Although you have to pay Corporation Tax on the firm’s profits, you can legitimately reduce the amount covered by claiming all eligible expenses, allowances and tax relief that is available. Before making any claims, check with your accounting service that they are allowed, as a penalty could be charged.

Claiming expenses

Most expenditure incurred during the day-to-day running of a company can be claimed for and deducted from gross profits. There are rules regarding the type of expenses that are permissible, as not all can be used to directly reduce profits.

You can claim for the cost of stationery, phones, travelling, and staff uniforms, in addition to other items that are legitimate business expenses. Entertaining guests is not an allowable expenditure, despite a common belief that it is. Meanwhile, uniforms must feature the company logo to be allowable as an expense. As such, any clothes worn as part of a uniform that could be worn elsewhere, like a plain white shirt or a suit, are not allowable.

Capital allowances

Capital allowances are complex, with various rules applying to different expenditure. Although most business expenses can be deducted from profits to reduce the net amount, some have to be claimed as capital allowances, like company cars. Meanwhile, most plant and machinery can be claimed for with the Annual Investment Allowance, which is worth up to £500,000 in 2015. Once you have claimed the full amount, any expenditure that hasn’t been claimed for can be covered by capital allowances.

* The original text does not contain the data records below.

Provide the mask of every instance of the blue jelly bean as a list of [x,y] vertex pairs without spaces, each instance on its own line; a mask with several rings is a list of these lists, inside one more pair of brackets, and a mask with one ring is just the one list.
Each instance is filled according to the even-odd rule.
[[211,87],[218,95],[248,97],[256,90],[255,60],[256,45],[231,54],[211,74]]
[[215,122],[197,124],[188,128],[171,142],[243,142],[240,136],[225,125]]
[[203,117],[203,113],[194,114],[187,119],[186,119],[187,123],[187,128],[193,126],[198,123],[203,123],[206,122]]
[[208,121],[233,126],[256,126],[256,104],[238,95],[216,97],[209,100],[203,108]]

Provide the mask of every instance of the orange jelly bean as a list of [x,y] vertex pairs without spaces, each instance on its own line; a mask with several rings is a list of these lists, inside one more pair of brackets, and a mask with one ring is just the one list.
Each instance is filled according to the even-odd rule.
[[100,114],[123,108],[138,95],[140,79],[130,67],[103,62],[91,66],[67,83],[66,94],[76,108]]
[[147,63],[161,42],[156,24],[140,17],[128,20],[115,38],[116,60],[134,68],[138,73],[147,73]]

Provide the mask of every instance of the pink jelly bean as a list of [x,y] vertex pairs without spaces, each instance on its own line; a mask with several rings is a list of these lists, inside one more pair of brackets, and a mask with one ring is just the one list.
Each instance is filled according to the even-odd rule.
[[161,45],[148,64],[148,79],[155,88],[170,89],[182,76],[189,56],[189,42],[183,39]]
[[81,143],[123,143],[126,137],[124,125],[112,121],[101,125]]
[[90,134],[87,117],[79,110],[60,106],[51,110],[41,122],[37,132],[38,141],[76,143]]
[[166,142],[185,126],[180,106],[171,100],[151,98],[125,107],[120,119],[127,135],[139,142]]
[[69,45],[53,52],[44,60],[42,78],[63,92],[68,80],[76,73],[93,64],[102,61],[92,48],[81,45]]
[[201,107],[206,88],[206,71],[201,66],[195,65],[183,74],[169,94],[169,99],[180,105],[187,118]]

Research and Development Relief

Expenditure incurred for research and development by a company that is liable for Corporation Tax can claim R&D relief. The rates claimed differ according to whether the firm qualifies as a small and medium-sized enterprise (SME) or a large company.

Writing Down Allowance

If an item you have purchased for the business doesn’t qualify for Annual Investment Allowance or you have used up the annual amount, the asset will be placed into a pool so that you can claim an allowance that is deducted from annual gross profits. There are three pools: special rate, single asset, and the main pool. They all have varying rates that can be claimed.